Analysis on the conflict men v. women found in Antigone Many conflicts can be found within various plays. In Sophocles' Antigone one of the many conflicts found is men versus women. The king of Thebes, Creon, has a problem with women. But not only the king, Ismene, Antigone's sister as well refers to herself and her sister as being inferior to men. Women generally do not have the courage to stand up to their husbands.
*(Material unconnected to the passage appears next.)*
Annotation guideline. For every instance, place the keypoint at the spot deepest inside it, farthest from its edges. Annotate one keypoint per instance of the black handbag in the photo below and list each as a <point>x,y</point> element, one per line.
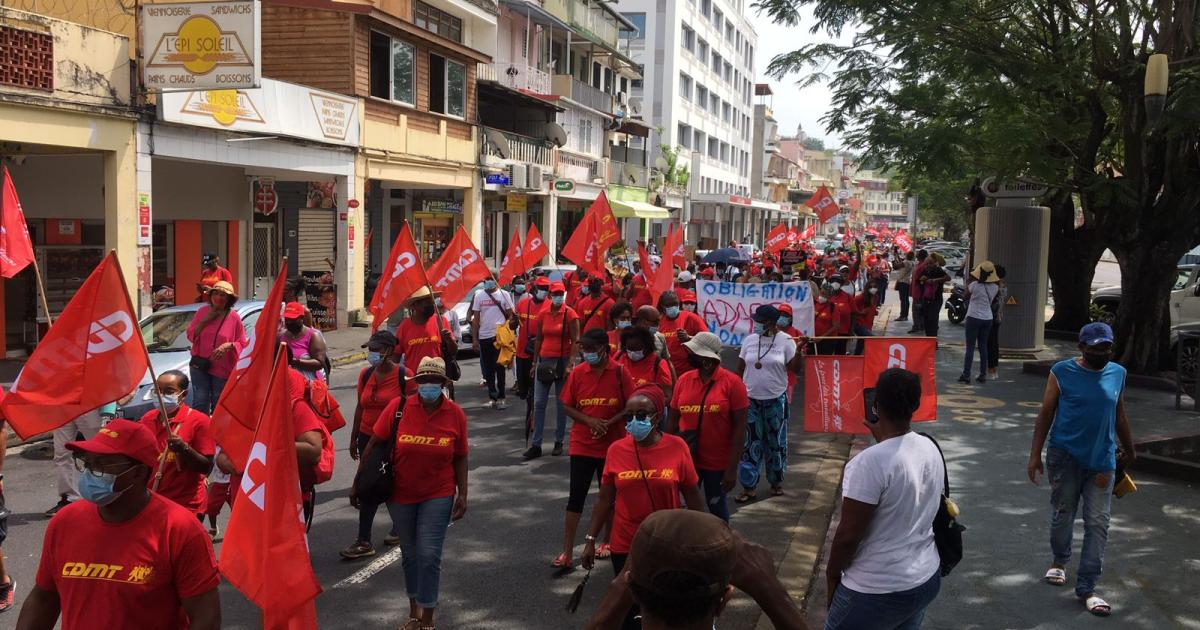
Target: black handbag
<point>376,478</point>
<point>947,529</point>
Yet Antigone is brave enough to disobey Creon's law and ready to face the consequences. Her sister on the other hand is not this courageous. Ismene, instead says, "we are only women, we cannot fight with men, Antigone! The law is strong, we must give into the law in this thing, and in worse' (923, Sophocles). Within the conflict of men versus women, Creon automatically assumes the killer is a man.

When Creon is talking to the Sentry in scene one he says, "the man who has don't this thing shall pay for it! Find that man … bring me that man!' (929). Creon is quick to blame the crime on a man. Not once did it cross his mind that the one whom was guilty of burying Polynices could have been a woman. After the Sentry revealed Antigone to Creon and she confessed to burying her brother, the king was still baffled. Then Ismene and Antigone were arguing whether they were equally guilty or not. The Creon replies, "one has just now lost her mind; the other, it seems, has never had a mind at all' (934).
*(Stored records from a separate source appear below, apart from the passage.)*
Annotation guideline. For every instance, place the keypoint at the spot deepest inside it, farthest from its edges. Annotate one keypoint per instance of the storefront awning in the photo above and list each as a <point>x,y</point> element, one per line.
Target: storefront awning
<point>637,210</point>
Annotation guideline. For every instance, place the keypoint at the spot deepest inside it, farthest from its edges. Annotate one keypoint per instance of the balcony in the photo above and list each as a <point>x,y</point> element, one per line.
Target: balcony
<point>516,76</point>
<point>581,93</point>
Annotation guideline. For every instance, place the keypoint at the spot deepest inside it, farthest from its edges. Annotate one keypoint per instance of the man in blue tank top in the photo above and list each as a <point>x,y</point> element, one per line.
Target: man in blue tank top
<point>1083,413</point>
Again he goes on and insults women. He makes women look weak and less then men. Throughout the play, Creon continues to criticize women. He makes them look like they do not have a mind of their own; "for they are but women, and even brave men run when they see Death coming' (934).

The conflict between men and women is shown throughout Sophocles' Antigone. Creon himself has a problem with women and Ismene knows that she is a woman and should not get involved.